Je vois un petit enfant portant un t-shirt PSOE taille adulte : ils ont fait une jointure pour qu’elle n’atteigne pas ses pieds, mais l’effet est étrange. Il danse sur lui. On dirait un joli petit épouvantail. Il s’ennuie et court dans les couloirs, parmi les chaises amovibles et les drapeaux LGBT, espagnols et européens. Lobato passe sans douleur ni gloire. Il avance en essayant d’intéresser quelqu’un, s’accrochant pratiquement à un homme et lui tenant la main, forçant le salut. Ils ne lui donnent pas beaucoup de ballon. Lorsque Zapatero apparaît, tout change. Il est vêtu d’un t-shirt noir et suscite la dévotion : depuis quelques temps, il est devenu une sorte de chaman. Le vétéran dirige la tribu comme par magie. La foule lui sourit, lui salue, demande des selfies précipités… même une fille lui tend la joue pour qu’il l’embrasse : c’était très étrange.

Teresa Ribas aura de nombreux dons mais bien sûr la danse n’est pas son truc : elle est entrée dans l’événement avec une danse très étrange, un déhanchement fatal, une chorégraphie délirante entre jogging et bal de promo. Il a déplacé ses index vers le haut, comme « Allons-y ! » Les masses l’apprécient mais le considèrent comme inoffensif. Et puis, enfin, le garçon le plus amoureux de l’UE : Pedro Sánchez, vêtu de sa chemise en jean porte-bonheur. Le centre sportif s’effondre aux cris de « président, président, président ! » Je n’entends pas un seul « beau » : à quel point le militantisme est serré un vendredi après-midi.

Bien sûr : un grand homme chauve en t-shirt bleu l’attrape par le visage et manque de l’embrasser sur le nez.
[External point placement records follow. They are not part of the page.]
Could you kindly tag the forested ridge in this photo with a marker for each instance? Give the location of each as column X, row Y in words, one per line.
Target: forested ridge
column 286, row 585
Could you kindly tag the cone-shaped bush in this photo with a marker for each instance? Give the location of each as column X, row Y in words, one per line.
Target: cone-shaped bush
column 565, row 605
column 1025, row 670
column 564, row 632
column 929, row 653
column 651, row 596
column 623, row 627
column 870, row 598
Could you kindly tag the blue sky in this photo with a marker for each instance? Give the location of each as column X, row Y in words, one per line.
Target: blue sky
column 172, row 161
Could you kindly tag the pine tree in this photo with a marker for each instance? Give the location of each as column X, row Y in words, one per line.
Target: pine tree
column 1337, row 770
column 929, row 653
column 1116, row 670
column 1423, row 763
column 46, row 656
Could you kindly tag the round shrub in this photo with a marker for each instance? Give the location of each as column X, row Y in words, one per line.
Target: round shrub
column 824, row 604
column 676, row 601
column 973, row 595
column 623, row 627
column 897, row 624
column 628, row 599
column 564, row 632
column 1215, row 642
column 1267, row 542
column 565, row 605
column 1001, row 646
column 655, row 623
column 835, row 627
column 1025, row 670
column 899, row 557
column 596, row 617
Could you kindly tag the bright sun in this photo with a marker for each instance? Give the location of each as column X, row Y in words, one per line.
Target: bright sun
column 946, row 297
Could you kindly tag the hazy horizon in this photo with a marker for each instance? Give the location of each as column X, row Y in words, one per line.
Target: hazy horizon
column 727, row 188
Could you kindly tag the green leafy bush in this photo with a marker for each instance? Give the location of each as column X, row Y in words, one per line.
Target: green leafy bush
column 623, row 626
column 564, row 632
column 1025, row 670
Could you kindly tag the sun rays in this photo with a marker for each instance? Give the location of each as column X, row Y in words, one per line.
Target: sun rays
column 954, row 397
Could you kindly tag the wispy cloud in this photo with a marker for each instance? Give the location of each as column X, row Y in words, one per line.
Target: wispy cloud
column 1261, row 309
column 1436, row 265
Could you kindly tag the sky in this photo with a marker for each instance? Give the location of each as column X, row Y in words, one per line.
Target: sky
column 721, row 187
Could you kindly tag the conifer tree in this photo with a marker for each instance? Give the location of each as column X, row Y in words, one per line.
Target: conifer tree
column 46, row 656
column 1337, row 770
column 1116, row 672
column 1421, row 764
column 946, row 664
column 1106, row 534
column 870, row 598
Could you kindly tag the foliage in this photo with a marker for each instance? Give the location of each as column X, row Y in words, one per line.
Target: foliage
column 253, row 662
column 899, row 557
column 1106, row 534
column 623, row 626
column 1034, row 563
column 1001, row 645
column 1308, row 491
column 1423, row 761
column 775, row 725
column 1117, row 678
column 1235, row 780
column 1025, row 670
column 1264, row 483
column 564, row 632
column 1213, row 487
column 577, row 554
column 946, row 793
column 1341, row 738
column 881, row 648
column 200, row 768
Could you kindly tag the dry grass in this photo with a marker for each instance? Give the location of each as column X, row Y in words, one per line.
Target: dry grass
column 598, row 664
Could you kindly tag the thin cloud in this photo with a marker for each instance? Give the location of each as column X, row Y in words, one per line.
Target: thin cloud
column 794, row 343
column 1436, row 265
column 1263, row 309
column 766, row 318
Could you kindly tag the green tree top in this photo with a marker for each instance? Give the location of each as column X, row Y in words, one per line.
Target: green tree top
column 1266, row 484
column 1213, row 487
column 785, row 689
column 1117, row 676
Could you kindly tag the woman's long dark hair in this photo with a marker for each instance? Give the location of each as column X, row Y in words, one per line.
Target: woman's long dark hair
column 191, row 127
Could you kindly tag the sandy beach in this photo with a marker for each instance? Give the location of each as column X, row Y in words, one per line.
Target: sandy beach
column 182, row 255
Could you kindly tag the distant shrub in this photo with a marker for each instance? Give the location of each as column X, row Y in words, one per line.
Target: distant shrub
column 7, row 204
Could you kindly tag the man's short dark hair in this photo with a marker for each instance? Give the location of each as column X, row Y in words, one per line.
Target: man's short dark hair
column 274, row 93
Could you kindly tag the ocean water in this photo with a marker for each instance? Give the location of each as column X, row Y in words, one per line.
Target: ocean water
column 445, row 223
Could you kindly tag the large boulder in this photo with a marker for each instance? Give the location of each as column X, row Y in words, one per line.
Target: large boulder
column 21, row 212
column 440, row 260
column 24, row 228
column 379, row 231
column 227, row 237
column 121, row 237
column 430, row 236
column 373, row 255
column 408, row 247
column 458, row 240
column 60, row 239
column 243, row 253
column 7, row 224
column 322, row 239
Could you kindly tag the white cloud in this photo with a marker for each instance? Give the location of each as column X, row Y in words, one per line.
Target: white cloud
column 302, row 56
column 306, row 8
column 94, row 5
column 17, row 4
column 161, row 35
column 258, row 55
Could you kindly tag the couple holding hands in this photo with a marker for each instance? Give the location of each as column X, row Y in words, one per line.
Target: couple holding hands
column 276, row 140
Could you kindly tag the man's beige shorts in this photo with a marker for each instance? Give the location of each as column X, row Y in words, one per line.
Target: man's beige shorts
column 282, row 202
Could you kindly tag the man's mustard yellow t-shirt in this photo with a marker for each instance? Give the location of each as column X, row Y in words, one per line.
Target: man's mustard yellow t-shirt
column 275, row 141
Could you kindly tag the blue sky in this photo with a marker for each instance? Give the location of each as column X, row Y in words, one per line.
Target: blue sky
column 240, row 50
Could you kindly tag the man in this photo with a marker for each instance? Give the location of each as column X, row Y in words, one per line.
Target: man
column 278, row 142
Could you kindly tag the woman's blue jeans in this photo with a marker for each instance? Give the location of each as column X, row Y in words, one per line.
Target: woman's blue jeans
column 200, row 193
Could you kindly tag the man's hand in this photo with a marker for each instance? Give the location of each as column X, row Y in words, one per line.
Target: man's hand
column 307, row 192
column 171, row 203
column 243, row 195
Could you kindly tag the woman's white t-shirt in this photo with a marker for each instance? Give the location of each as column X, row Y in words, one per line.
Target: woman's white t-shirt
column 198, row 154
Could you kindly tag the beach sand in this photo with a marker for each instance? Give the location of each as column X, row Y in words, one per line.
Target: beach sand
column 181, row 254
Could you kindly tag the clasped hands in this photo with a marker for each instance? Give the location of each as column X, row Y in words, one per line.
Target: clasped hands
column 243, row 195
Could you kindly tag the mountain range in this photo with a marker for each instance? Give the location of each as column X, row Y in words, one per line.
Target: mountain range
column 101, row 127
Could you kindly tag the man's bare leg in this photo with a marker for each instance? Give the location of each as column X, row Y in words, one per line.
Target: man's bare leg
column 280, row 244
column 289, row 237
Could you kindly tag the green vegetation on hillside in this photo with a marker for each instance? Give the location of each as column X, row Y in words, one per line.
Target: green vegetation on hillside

Dans l’une d’elles, il a fait un long câlin à une petite femme, puis elle s’est retournée et a fait à ses amis le geste de la victoire, comme : « L’avez-vous vu ? », comme une écolière vraiment sympa. Aujourd’hui, Sánchez s’est montré très arrogant : « Ne veux-tu pas t’offrir le plaisir de voir Feijóo et Abascal aux élections ? Il le dit avec un rire large et lumineux. Il était assez confus et hésitant : « Parfois, je pense à cet homme qui a gagné les élections et qui n’a pas été président parce qu’il ne le voulait pas… ». Et il éclate de rire.

Le slogan le plus grandiose est « Nous sommes tous gauchers » : puis je regarde la première rangée, où Sánchez et Zapatero et Lobato et Teresa Ribera sont assis et je ne peux m’empêcher de sourire et de boire une gorgée d’eau pour avaler cet amer ironie. « Il faut voter en masse dimanche, sinon l’extrême droite va nous baiser », me dit une fille aux cheveux rasés et tatouée sur les bras, assise à côté de moi.